"Apa kamu lupa, heh? Tidak ada skor 9 -- 6. Setelah 9 -- 5, maka 9 -- 9. Makanya, harusnya tim kamu mencetak gol dulu 10 -- 5. Baru kalau tim kami mencetak gol jadi 10 -- 6."
Aku kembali terdiam. Aku pulang dengan membawa kebingungan di kepala. Di perjalanan pulang, aku menemukan sebuah baliho dengan konten yang aneh. Itu bukan baliho calon legislatif atau eksekutif. Bukan pula baliho iklan. Baliho itu bertuliskan "Kembalikan angka 96. Angka 96 diubah menjadi angka 99 adalah sebuah konspirasi global."
Aku berdiri sejenak menatap tulisan itu. Apa maksudnya? Apa yang sebenarnya terjadi?
Tak lama kemudian, sebuah mobil polisi bergerak cepat ke arahku. Mobil itu berhenti persis di sebelahku. Lalu, dari dalam mobil itu, turun dua orang berseragam polisi dan bersenjata lengkap.
"Angkat tanganmu!" bentak kedua polisi itu sembari mengacungkan senjatanya ke arahku. Sontak, aku pun mengangkat tangan meski tak tahu apa salahku.
Dua polisi itu bergerak mendekatiku dan memborgolku. Aku meronta-ronta dan meminta tolong.
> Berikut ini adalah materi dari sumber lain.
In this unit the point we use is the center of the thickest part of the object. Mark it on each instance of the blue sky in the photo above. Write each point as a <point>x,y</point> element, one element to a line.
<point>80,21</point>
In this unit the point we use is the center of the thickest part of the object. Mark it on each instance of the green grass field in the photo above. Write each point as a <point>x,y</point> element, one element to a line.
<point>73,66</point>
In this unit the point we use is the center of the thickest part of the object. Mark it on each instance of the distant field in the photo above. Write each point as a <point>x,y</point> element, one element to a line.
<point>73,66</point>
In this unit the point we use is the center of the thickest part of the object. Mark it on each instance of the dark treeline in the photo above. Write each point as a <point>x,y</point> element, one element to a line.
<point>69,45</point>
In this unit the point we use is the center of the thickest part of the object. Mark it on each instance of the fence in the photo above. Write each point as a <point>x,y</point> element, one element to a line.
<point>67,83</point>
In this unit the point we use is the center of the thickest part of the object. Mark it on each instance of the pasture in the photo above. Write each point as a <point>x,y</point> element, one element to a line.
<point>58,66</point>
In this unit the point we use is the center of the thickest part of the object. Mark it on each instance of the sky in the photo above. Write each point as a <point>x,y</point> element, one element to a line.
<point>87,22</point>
Namun, apa daya. Aku tak bisa berbuat apa-apa.
"Apa salahku? Aku hanya membawa sepeda, bukan sepeda motor. Aku tak melanggar lalu lintas. Dan mengapa aku ditangkap seperti seorang teroris?"
"Dasar bocah tak tahu diri. Kamu tahu, heh? Memasang baliho dengan tulisan semacam itu adalah pelanggaran berat. Kamu bisa dijatuhi hukuman seumur hidup, bahkan bisa jadi hukuman mati."
Aku terdiam dengan tubuh menggeligis setelah mendengar kata-kata itu. Meski aku tak bersalah sebab bukan aku yang memasang baliho itu, namun aku tetap terkaget sebab hukuman yang didapat akibat memasang baliho dengan tulisan semacam itu lebih berat dibandingkan dengan hukuman seorang koruptor.
"Bukan aku yang memasang, Pak."
"Diam kamu!" ujar salah seroang polisi sambil mementung kepalaku dengan senjata yang ia pegang. Dan pentungan itu sudah cukup untuk membuatku pingsan seketika.